座席背後の上部に、銃器類の横置き用フックが取り付けてあり、各自のアサルトライフルや狙撃用ライフル等の銃器は、そこに置き掛けられている。
精鋭たちは、時間もあるので無理にフル武装状態を維持する必要もなく、車内ではその暑苦しいACHヘルを座席下に置き、フェイスマスクも外し、顔をさらけ出している。
作戦と言ってもファーストフェイズは、戦闘を目的としていない中継地点までの単なる移動の為、兵士たちの間にはそれほどの緊張感は見られない。むしろ寛いでいる様子だ。
精鋭たちは持て余した暇な時間を談話したり、音楽を聴いていたり、自分の銃の手入れをしたりと、各自思い思いの事で過ごしていた。
トールの乗るAPCの兵員室内には、右側席に同リーコン隊4名と、その対面である左側席に、レンジャー夜襲コマンド隊4名のチーム混成搭乗となっている。
いずれも暇を持て余し、喫煙者もいるのもあって、兵員室内は薄っすらとスモークが掛かっている。
やはり、昼間の対戦のことがあってだろう、対面席のレンジャーチームは、チラチラとトールの方を気にしている様子。
リーコン隊の方は同部隊だけあって、トールの人並外れた戦闘は度々見ているので、至って平常。それよりも、同じような存在がもう一人いた方が驚きである。
「……おい、クレイン。お前昼間のアレで、けっこう顔にエグイの喰らってなかったか?かなり出血してたようだが、傷どころか殴られた痕すら無いってどういう事だ?」
トールが腕を組み、ぼーっと車内天井を眺めていたところに、銜えタバコでそう尋ねてきたのは、後部出入口ハッチから見て、右側座席奥に座る同部隊の三十代半ば、如何にも歴戦精鋭といったアイルランド系の白人の男だ。
「え?あー、ちょろっと腫れてたんだけど、6時間も寝れたからすっかり治ったよ、ラーナー大尉」
あり得ない治癒力を、然もない事のように答え返した相手は、フォースリーコン小隊長兼、今作戦のリーコン第一チームのリーダーでもある「ラーナー大尉」だ。
ラーナーは狙撃の名手で、他部隊員たちにとっての狙撃の師匠でもあり、CQCの近接格闘にも優れ、万能型の非常に優秀な指揮官である。
直属の上官で、指揮官に対してタメ口なのは、戦闘時の情報伝達に敬語は非効率なのもあるが、自宅家族とのホームパーティに招待されるほどの、よき友人関係を築いているのもあるからだ。
彼は、仲間思いの非常に尊敬に値する上官であるが、例え仲のいい友人であっても指揮官なのだ。

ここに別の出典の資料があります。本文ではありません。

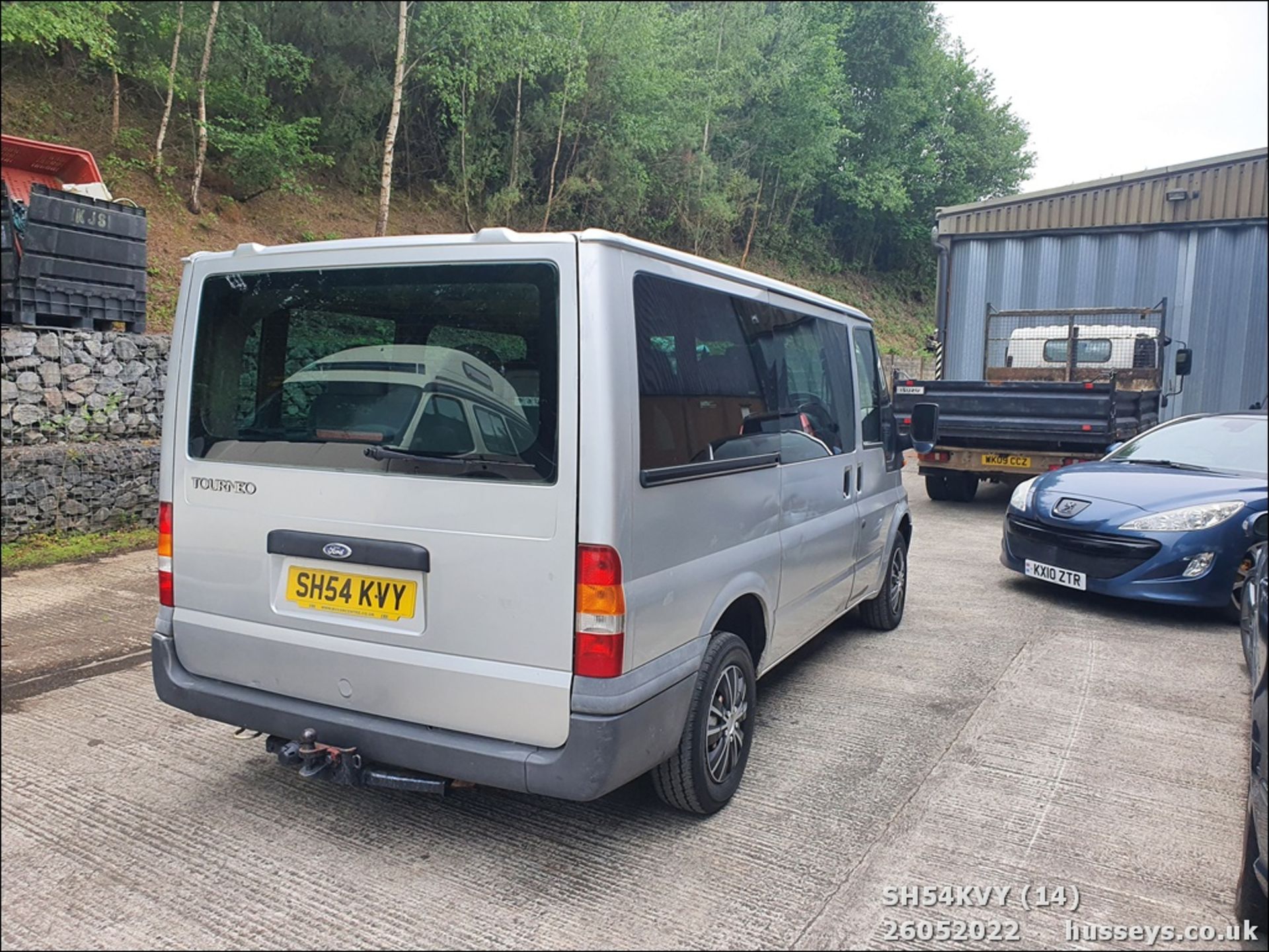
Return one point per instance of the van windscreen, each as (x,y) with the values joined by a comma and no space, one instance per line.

その命令に絶対服従なのは、無論当然のことである。
「おいおい、数時間寝たからって普通はそんなに早く治らないぞ…益々ミュータント化が進んでないかお前……」
「まぁ、それが雷神クォリティだから仕方ないさ、ラーナー」
「それね、トールはそのうち傷を受けた瞬間に、即時に再生するのも時間の問題だよね」
ラーナーに続き、トールの異常性に呆れながら語るのは、ラーナーの隣に座る同部隊のヒスパニック系。その隣の一際背が高い、小ぶりのブロッコリーのようなヘアー。若干クセのある口調、アフリカ系黒人の男。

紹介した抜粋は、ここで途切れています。